Let's try out the new program. It isn't very chatty by default, so we invoke it with the -v option to display status information and the -n option because we only want to check metadata:
# xfs_scrub -n -v /storage/ EXPERIMENTAL xfs_scrub program in use! Use at your own risk! Phase 1: Find filesystem geometry. /storage/: using 4 threads to scrub. Phase 2: Check internal metadata. Info: AG 1 superblock: Optimization is possible. Info: AG 2 superblock: Optimization is possible. Info: AG 3 superblock: Optimization is possible. Phase 3: Scan all inodes. Info: /storage/: Optimizations of inode record are possible. Phase 5: Check directory tree. Info: inode 139431063 (1/5213335): Unicode name "arn.lm" in directory could be confused with "am.lm". Info: inode 407937855 (3/5284671): Unicode name "obs-l.I" in directory could be confused with "obs-1.I". Info: inode 407937855 (3/5284671): Unicode name "obs-l.X" in directory could be confused with "obs-1.X". Info: inode 688764901 (5/17676261): Unicode name "empty-fl.I" in directory could be confused with "empty-f1.I". Info: inode 688764901 (5/17676261): Unicode name "empty-fl.X" in directory could be confused with "empty-f1.X". Info: inode 688764901 (5/17676261): Unicode name "l.I" in directory could be confused with "1.I". Info: inode 688764901 (5/17676261): Unicode name "l.X" in directory could be confused with "1.X". Info: inode 944886180 (7/5362084): Unicode name "l.I" in directory could be confused with "1.I". Info: inode 944886180 (7/5362084): Unicode name "l.X" in directory could be confused with "1.X". Phase 7: Check summary counters. 279.1GiB data used; 3.5M inodes used. 262.2GiB data found; 3.5M inodes found. 3.5M inodes counted; 3.5M inodes checked.
As you can see, metadata checking is split into different phases:
Our sample filesystem is in good shape! We saw a few things that could be optimized or reviewed, but no corruptions were reported. No data have been lost.
However, this is not the only way we can run xfs_scrub! System administrators can set it up to run in the background when the system is idle. xfsprogs ships with the appropriate job control files to run as a systemd timer service or a cron job.
The systemd timer service can be run automatically by enabling the timer:
# systemctl start xfs_scrub_all.timer # systemctl list-timers NEXT LEFT LAST PASSED UNIT ACTIVATES Thu 2019-11-28 03:10:59 PST 12h left Wed 2019-11-27 07:25:21 PST 7h ago xfs_scrub_all.timer xfs_scrub_all.service <listing shortened for brevity>
When enabled, the background service will email failure reports to root. Administrators can configure when the service runs by running systemctl edit xfs_scrub_all.timer, and where the failure reports are sent by running systemctl edit xfs_scrub_fail@.service to change the EMAIL_ADDR variable. The systemd service takes advantage of systemd's sandboxing capabilities to restrict the program to idle priority and to run with as few privileges as possible.

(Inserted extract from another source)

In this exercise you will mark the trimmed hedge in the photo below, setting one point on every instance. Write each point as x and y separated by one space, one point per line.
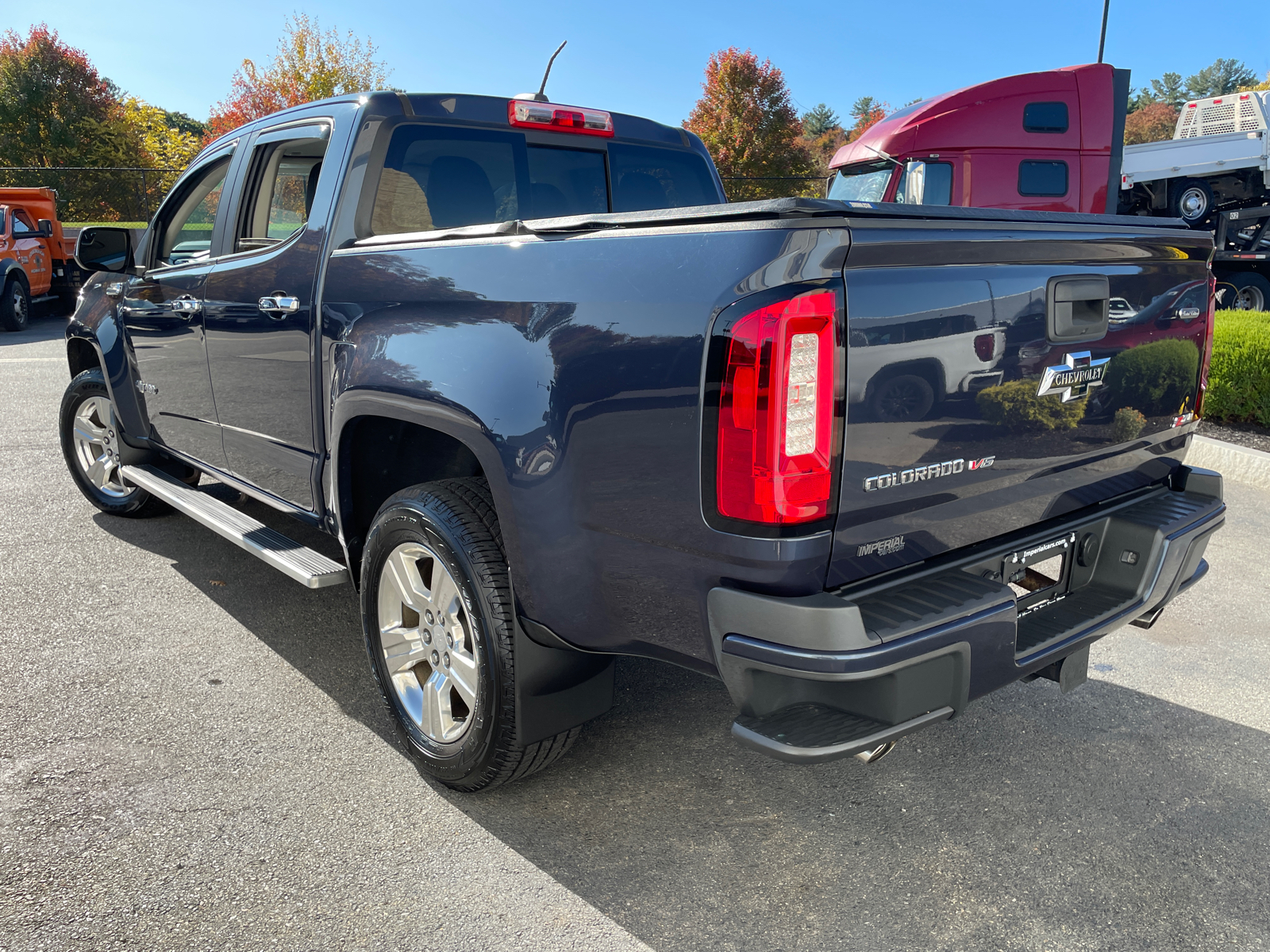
1016 406
1155 378
1238 378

For systems that have cron installed (but not systemd), a sample cronjob file is shipped in /usr/lib/xfsprogs/xfs_scrub_all.cron. This file can be edited as necessary and copied to /etc/cron.d/. Failure reports are dispatched to wherever cronjob errors are sent.
A comprehensive health report can be generated with the xfs_spaceman tool. The report contains health status about allocation group metadata and inodes in the filesystem:
# xfs_spaceman -c 'health -c' /storage filesystem summary counters: ok AG 0 superblock: ok AG 0 AGF header: ok AG 0 AGFL header: ok AG 0 AGI header: ok AG 0 free space by block btree: ok AG 0 free space by length btree: ok AG 0 inode btree: ok AG 0 free inode btree: ok AG 0 overall inode state: ok <snip> inode 501370 inode core: ok inode 501370 data fork: ok inode 501370 extended attribute fork: ok
This concludes our demonstrations. We hope you'll try out these new features and let us know what you think!